This blog is an ongoing assignment for Gov 1347: Election Analytics, a course at Harvard College taught by Professor Ryan Enos. It will be updated weekly and culminate in a predictive model of the 2024 presidential election.
Introduction – How should we treat the campaign spending in our 2024 electoral forecasts? What role can Bayesianism play at predicting election outcomes?
As businesses and companies often say – money talks. And when it comes to elections, it often talks very loudly. If you turn on the TV or scroll through your Twitter, you’ll see election ads everywhere.
Campaigns spend millions on everything from slick punches toward their opponents to carefully crafted slogans, each trying to capture the hearts—and votes—of the public. But the real question is – does all that spending actually get results? Are people actually swayed? We’ve all heard the saying that you can’t buy love, but can you buy an election?
At first glance, we might expect that by spending more, candidates would get more votes. However, there are various nuances we have to keep in mind, such as how spending is allocated, tone, purpose, different strategies, and more. So, when we forecast the 2024 elections, how should we factor in campaign spending? Finally, how does Bayesianism play a role in our analysis?
Let’s follow the money – and the data!
It’s All About The Tone
What you say and how you say it are often two separate things. We convey emotion, attitude, and intent through our tone, which can significantly influence how a message is received and interpreted. This strategic choice of language is crucial for candidates and parties to sway voters for or against a certain side.

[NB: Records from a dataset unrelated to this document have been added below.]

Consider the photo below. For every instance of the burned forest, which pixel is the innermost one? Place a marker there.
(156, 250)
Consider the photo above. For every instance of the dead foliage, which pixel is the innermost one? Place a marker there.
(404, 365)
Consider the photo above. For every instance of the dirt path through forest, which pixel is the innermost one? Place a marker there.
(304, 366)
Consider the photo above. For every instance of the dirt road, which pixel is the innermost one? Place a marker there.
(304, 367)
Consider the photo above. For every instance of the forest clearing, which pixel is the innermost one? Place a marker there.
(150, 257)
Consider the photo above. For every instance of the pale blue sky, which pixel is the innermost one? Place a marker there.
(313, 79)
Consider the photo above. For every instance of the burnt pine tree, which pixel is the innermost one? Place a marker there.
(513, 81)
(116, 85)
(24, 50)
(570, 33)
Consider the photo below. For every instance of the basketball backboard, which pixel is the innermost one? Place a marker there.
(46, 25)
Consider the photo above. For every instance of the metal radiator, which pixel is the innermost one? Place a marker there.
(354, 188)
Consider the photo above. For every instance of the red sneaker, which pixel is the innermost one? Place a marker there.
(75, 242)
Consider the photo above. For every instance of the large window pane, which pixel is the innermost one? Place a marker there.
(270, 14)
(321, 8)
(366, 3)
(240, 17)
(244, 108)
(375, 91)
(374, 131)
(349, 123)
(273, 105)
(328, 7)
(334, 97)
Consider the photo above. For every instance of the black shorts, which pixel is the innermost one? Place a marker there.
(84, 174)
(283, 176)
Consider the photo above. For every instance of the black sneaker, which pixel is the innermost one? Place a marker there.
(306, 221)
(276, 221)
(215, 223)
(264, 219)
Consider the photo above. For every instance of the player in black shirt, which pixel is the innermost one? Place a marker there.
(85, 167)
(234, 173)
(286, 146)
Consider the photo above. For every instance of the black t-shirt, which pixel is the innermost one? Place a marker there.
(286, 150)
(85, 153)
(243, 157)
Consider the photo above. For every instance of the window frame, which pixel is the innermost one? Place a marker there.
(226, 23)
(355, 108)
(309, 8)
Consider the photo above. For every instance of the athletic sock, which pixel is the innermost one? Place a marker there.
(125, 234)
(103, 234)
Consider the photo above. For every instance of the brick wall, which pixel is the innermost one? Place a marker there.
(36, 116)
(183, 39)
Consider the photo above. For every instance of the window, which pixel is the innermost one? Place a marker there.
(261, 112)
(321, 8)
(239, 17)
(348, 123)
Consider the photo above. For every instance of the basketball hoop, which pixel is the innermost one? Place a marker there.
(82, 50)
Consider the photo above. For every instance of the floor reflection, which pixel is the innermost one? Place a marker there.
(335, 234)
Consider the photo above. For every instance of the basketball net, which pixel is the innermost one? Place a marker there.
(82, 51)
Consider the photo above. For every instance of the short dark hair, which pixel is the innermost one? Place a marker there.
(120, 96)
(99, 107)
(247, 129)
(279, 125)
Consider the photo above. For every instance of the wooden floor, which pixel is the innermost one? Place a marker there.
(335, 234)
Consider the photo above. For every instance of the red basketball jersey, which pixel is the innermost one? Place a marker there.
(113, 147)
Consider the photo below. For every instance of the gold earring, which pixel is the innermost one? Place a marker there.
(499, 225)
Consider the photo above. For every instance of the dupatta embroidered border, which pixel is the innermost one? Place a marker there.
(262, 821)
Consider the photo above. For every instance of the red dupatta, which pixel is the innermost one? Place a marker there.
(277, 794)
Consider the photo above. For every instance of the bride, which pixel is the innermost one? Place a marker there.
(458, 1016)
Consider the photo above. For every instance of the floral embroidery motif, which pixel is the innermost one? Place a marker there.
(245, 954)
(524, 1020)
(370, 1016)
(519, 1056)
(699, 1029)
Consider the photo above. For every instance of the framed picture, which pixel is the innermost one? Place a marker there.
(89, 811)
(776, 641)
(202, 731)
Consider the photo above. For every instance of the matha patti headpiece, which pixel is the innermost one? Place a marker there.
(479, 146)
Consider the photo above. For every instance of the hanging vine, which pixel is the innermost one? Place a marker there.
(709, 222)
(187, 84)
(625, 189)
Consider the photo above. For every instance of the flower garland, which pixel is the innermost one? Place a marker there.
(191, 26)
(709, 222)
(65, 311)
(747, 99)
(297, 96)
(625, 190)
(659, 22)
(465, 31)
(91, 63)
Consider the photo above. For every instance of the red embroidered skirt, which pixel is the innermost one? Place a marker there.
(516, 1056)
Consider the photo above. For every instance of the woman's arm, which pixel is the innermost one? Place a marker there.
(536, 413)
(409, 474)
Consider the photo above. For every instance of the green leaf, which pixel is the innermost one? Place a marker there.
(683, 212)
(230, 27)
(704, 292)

Let’s take a look at the data:
From above, we can see that Democratic campaigns had a roughly balanced distribution between attack, contrast, and promote ads in 2000 and 2004. Interestingly, there was a sharp increase in contrast ads in 2008, which immediately fell in 2012. Overall, we can see that promote ads (green) have generally decreased over time.
Similarly, Republican campaigns seemed to start with a higher proportion of promote ads in 2000, but have since noticeably declined in recent election cycles. Particularly in 2012, attack ads seem to dominate the Republican strategy.
When we think back to previous historic elections, the trends we’re observing make sense. In Bush vs Gore 2000, we observed Republicans use more promote ads, which tie to Bush’s “compassionate conservative” platform that focused on policy promotion. As we moved to 2004, the Iraq War and national security concerns began dominating election topics, fueling the fire behind attack ads.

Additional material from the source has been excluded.